How solar energy can also be produced at elevations above road level is currently being tested on a feeder road to Munich Airport, where a PV system on stilts spanning all four lanes was commissioned in August 2025. The 35-metre-long solar roof is expected to generate enough electricity to cover the annual needs of 70 households – with almost no additional land use. A second, highly desirable side-effect is that it protects the road surface from direct sunlight, which should in theory increase its durability.

This 4.2-million-euro solar roof is intended to provide insights into whether it is practical and viable for solar power to be generated in this way. It is already clear, however, that there is no prospect of building such roofs over motorways across Germany. This is because the stilts must of course also be strong enough to withstand impacts from accidents. This would make the substructure expensive and account for a large part of the additional costs that would be generated compared to a conventional solar power system.

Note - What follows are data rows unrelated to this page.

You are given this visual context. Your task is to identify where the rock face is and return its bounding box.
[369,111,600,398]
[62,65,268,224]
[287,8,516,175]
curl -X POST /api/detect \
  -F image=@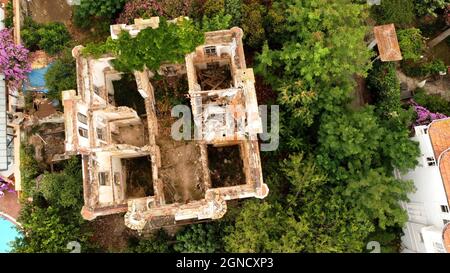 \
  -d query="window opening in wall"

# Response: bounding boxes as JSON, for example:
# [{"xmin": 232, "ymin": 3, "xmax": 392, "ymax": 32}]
[
  {"xmin": 204, "ymin": 46, "xmax": 217, "ymax": 56},
  {"xmin": 77, "ymin": 113, "xmax": 87, "ymax": 125},
  {"xmin": 78, "ymin": 127, "xmax": 88, "ymax": 138},
  {"xmin": 427, "ymin": 157, "xmax": 436, "ymax": 166},
  {"xmin": 98, "ymin": 172, "xmax": 109, "ymax": 186}
]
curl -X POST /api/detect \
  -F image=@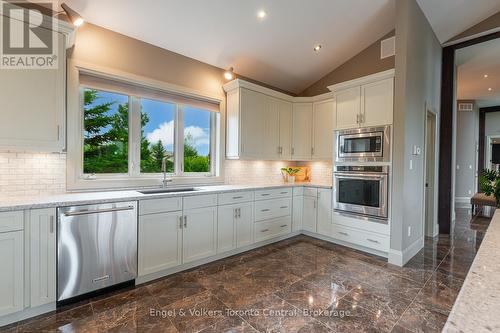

According to the experts at the Fraunhofer Institute for Solar Energy Systems (ISE), who are researching solar roofs, the most rewarding approach would be to concentrate on smaller systems, especially in places where the electricity can be used directly, such as toll booths or tunnels – or at motorway service stations such as Hegau-Ost on the A81 in Baden-Württemberg, where a pioneering solar roof demonstrator has been producing green electricity since 2023.

PV roofs for cycle paths represent an interesting alternative. This is because their slimmed-down design reduces costs while also protecting cyclists from the weather. This is an option above all for big cities, where open spaces for electricity production are hard to come by and expensive to boot.

Germany’s first cycle path with a PV roof, which spans a section of approximately 300 metres in length, was installed at the Freiburg exhibition centre in 2023. The electricity produced by the roof supplies the laboratories of the adjacent Fraunhofer ISE, which launched the pilot project in collaboration with the city of Freiburg and energy supplier Banova.

The partners have invested around one million euros in the project. This is just a quarter of the amount invested in the similarly powerful roadway roof at Munich Airport – but still twice as much as a conventional rooftop system of comparable size would cost. The PV cycle path roof is therefore not an economical option, although the experience gained will be used to further reduce costs in future projects.

However, it would work out cheaper to equip the noise protection walls and embankments on German highways with solar cells. In purely mathematical terms, according to an analysis by the Federal Highway and Transport Institute (BASt), enough electricity could be generated for around 1.2 to 1.8 million households in this way. Pilot projects on noise barriers have already been implemented near Aschaffenburg and Neuötting in Bavaria. Fraunhofer ISE is also working on modules that can be integrated into existing walls, which will at the same time perform their main task of reducing road noise even better.

The verges of motorways and federal trunk roads offer even more potential for photovoltaic use. According to the BASt analysis, if this potential were to be fully realised, it would be possible to supply between eight and 16 million households with solar power from the roadside. Photovoltaic systems on motorways are already no longer confined to the solar technology margins, however: since 2023, in a move which has significantly speeded up the approval process, solar parks have been privileged under building law if they are to be installed within a 200-metre-wide strip extending out from the edge of the road.

Last year, for example, the energy supplier RWE commissioned several large solar parks on the A44N in North Rhine-Westphalia. An expansion is already planned. So there are strong indications that the low-hanging PV fruit on Germany’s roads will be harvested first – for as long, that is, as it takes for the hour of photovoltaic cycle paths and solar roofs to finally come.